Testing a theory of everything is a different matter of course. Such a theory might have consequences which are easy to measure if you know what you are looking for.

I don't see how finding gravity waves helps us towards a theory of everything, apart from ruling out those theories where they don't exist.

Posted on: 15 February 2016 by Bruce Woodhouse

The graviton is predicted to be massless, and also spectacularly uncommon in real world situations. see the quote below.

...detecting gravitons is much (much much etc...) harder. A famous example considers an ideal detector with the mass of the planet Jupiter, around  10 to power27 kilograms, placed in close orbit around a neutron star, which is a very strong source of gravitons. A back-of-the-envelope calculation reveals that even in this extremely unrealistic scenario, it would take 100 years to detect a single graviton! The star also emits neutrinos in addition to gravitons; in fact, many more neutrinos than gravitons. And neutrinos are much easier to detect than gravitons. In fact, we can calculate that for every graviton that is detected in this scenario, around 10 to the power 33 neutrinos will be detected. So we will never be able to find the one graviton among the 10 to power 33 neutrinos.

I'm not holding my breath. Of course if we look in additional rolled up dimensions it may be easier. Of course.

Bruce

 

Posted on: 15 February 2016 by Bananahead
Dozey posted:

Being waves, they are ripples in space-time. Like water waves are ripples in water, or sound waves are ripples in the density of air.

Lets not get into wave-particle duality unless we have to.

I understand ripples in water and air. They move about in response to stimulus.

What is this space-time thing made of? ( I understand the stimulus )
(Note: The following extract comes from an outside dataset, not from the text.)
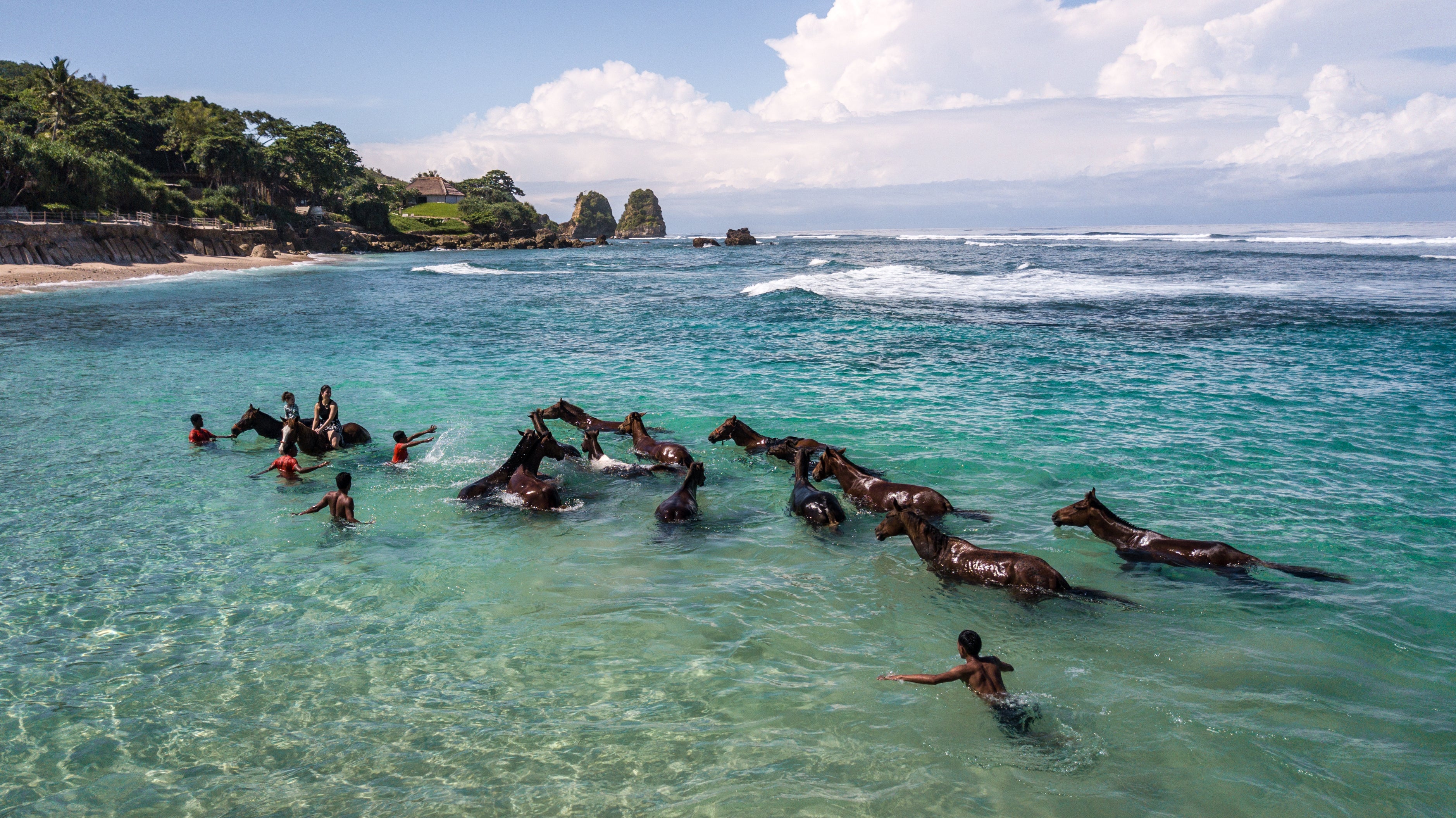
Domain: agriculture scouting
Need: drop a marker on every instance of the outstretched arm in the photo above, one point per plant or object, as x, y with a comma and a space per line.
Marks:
314, 509
928, 679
Posted on: 15 February 2016 by Bruce Woodhouse

Simple answer, complex concept. It is the 3 Euclidean dimensions plus a fourth-time.

Effectively it imagines space and time as a continuum. See relativity.

Posted on: 15 February 2016 by fatcat
GraemeH posted:

Apparently finding the waves points us toward understanding 'a theory of everything'...

Do we then have to build another machine to prove the existence of everything?....

G

 

What's the improbability of that happening.

Sounds awful.

Posted on: 15 February 2016 by Bruce Woodhouse

42

Posted on: 15 February 2016 by DrMark

I guess the important application of this will be in knowing which interconnects to use to counter such a phenomenon.

Posted on: 15 February 2016 by Bananahead

I want interconnects that float just above the floor.